詩誌『フラジャイル』公式ブログ

旭川市で戦後72年続く詩誌『青芽』の後継誌。2017年12月に創刊。

中尾敏康さんの詩集『暗夜巡礼』(土曜美術社出版販売)

■詩誌「晨」、「薇」でいつも作品を拝読させて戴いております、中尾敏康さんの詩集『暗夜巡礼』(土曜美術社出版販売)を拝読させて戴きました。
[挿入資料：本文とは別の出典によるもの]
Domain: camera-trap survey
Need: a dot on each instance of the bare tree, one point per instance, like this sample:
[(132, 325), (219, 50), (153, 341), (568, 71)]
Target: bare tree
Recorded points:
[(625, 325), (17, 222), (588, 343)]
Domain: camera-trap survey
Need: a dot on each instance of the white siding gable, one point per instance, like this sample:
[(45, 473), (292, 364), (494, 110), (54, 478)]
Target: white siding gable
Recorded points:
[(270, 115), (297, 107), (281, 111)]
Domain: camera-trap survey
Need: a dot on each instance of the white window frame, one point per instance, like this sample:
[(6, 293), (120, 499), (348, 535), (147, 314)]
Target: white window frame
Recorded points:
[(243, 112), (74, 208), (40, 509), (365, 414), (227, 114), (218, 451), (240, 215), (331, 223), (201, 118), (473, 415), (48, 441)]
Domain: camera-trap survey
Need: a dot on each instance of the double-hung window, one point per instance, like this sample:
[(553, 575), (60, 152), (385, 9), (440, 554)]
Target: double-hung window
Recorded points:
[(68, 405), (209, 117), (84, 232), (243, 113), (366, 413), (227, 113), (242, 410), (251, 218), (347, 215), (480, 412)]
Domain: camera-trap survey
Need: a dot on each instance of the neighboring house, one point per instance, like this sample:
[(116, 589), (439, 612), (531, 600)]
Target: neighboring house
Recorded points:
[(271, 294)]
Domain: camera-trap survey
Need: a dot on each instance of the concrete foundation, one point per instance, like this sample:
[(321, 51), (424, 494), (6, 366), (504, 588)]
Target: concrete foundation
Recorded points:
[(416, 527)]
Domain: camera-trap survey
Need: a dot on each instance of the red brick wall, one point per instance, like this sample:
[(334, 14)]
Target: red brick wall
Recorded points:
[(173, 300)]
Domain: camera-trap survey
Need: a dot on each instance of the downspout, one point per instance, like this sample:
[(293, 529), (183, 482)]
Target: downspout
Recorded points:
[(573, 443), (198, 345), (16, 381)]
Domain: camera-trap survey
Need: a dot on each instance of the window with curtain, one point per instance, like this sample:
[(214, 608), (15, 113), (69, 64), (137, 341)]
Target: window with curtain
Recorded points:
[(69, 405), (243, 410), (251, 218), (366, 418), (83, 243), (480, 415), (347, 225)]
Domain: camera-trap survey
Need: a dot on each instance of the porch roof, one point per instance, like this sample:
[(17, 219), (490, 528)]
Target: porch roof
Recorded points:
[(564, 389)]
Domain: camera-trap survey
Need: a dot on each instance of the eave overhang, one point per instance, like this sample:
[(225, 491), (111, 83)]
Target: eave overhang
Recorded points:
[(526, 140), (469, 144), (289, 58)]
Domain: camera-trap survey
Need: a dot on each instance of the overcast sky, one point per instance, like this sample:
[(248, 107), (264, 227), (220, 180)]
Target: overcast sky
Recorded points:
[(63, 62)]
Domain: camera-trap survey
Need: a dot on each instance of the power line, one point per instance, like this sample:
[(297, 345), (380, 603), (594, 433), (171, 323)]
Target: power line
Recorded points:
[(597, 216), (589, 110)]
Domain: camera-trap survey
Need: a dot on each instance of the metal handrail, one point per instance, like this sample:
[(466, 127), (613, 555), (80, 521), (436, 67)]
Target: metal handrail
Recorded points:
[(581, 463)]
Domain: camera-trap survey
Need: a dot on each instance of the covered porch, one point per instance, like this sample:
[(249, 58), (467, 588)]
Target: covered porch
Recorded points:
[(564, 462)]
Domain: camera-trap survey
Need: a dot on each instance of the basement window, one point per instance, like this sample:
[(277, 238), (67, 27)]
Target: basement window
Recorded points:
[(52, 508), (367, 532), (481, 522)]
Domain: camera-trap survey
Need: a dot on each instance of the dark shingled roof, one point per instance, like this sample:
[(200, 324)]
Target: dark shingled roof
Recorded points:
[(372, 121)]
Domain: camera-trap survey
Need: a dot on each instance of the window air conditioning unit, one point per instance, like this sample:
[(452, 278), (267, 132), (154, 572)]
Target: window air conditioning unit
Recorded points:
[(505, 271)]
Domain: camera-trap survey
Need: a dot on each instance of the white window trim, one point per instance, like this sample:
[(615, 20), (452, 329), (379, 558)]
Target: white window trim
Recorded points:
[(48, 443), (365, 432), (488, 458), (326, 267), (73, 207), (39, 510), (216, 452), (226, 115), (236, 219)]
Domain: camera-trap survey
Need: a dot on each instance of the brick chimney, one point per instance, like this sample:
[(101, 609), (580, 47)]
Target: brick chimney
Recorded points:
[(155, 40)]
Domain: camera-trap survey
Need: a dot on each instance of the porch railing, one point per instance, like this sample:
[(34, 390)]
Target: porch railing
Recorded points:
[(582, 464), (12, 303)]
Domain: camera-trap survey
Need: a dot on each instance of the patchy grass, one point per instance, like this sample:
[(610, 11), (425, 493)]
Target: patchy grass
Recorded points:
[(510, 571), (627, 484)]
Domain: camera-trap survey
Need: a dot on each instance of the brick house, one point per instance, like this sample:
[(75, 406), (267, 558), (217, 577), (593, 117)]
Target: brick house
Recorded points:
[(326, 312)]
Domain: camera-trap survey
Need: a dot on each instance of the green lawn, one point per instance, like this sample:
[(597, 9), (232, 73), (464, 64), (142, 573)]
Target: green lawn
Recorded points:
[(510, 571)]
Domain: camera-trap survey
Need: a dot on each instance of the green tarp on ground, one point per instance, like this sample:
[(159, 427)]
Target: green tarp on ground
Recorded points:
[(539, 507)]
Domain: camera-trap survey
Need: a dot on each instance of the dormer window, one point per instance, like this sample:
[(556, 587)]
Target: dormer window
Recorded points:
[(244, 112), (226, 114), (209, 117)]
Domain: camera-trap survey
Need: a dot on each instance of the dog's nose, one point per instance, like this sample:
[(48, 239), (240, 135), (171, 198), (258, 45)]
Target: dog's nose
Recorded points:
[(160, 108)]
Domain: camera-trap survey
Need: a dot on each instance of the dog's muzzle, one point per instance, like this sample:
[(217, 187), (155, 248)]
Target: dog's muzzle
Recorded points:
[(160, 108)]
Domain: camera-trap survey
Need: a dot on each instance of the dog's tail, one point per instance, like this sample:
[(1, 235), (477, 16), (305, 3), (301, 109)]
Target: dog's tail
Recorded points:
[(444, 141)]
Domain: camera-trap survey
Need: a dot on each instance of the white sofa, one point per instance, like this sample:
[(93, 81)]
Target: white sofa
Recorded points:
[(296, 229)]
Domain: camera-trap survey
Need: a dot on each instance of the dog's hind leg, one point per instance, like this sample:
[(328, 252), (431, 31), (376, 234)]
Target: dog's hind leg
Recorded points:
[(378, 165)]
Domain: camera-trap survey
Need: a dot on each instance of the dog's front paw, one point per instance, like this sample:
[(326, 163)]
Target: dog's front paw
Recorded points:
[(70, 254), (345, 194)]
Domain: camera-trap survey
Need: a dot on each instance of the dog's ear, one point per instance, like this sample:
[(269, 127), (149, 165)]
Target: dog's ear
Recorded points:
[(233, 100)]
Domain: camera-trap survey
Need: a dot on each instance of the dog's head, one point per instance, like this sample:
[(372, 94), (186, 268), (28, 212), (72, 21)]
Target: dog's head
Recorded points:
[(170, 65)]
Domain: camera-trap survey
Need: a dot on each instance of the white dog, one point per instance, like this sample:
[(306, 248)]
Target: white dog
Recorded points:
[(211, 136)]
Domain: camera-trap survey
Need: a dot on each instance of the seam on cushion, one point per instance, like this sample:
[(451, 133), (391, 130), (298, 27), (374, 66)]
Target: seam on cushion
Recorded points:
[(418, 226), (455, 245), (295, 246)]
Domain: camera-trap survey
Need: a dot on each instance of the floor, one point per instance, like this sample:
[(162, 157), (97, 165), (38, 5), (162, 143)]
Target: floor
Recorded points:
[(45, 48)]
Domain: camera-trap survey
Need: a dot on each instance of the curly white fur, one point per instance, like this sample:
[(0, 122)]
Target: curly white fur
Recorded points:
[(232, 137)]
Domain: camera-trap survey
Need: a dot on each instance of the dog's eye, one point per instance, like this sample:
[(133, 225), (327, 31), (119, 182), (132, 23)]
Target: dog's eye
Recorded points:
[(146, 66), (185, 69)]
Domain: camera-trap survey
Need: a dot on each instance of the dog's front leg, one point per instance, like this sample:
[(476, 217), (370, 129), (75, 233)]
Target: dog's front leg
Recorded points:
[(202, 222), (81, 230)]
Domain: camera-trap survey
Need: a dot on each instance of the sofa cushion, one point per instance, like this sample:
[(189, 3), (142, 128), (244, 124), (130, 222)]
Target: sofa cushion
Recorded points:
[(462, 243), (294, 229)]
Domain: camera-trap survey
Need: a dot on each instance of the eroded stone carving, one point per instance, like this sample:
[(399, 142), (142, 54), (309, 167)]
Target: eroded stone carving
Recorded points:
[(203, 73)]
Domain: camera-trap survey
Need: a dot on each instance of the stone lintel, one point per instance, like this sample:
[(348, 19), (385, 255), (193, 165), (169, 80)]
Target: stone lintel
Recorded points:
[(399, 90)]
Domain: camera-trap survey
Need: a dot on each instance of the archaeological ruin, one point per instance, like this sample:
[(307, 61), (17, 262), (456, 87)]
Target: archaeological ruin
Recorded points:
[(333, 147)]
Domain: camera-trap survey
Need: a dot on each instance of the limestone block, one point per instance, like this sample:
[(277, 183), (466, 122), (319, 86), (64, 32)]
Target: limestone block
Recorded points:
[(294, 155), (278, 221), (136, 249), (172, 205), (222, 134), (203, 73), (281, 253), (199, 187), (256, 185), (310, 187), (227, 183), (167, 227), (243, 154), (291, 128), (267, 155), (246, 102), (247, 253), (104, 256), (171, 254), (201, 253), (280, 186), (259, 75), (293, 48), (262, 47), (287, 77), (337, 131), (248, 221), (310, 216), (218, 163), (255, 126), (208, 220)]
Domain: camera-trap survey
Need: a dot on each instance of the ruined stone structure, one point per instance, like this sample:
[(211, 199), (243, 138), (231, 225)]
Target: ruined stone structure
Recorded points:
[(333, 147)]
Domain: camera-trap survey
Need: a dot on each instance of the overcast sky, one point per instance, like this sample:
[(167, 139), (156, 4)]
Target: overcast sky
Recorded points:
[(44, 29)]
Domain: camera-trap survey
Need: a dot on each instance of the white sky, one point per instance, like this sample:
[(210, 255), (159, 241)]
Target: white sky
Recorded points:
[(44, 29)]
ご恵贈賜り、心より感謝申し上げます。
 例えば「おれは女の麦粒腫に/かぎりなく薄い銀の膜を/鍍金のように被せて/そのまま川に沈めた」(「鈴の音」)や、表題作「暗夜巡礼」の「そして写真の中で/俯いてはにかんでいた貧しい少年が/独り昏い海の底に/声さえたてずに沈んでいったことを/誰も知らない」のようなハードボイルド風な語り口で、激動の時代をくぐり抜けた視点から、人間の存在の根源に迫るような詩の書き手で、中尾敏康さんのどの作品にも潜む独特なニヒルな昏みに惹かれます。
 この詩集の最後から二番目に置かれている(以前「晨」に収録されていたと記憶しています。)詩篇「金魚」が少し異色な感じで私は好きで、金魚売りを追いかけた少年時代の罪、小さな死と少年の悲しみの理由、祖母を想う「なつかしい痛み」……昭和の情景が夕闇のように広がっていく。「ふるさとに眠る金魚は/とうに土になっているはずだ/あのとき/祖母が金魚と一緒に埋めてくれた/少年の罪も土に還っているだろう」(「金魚」)。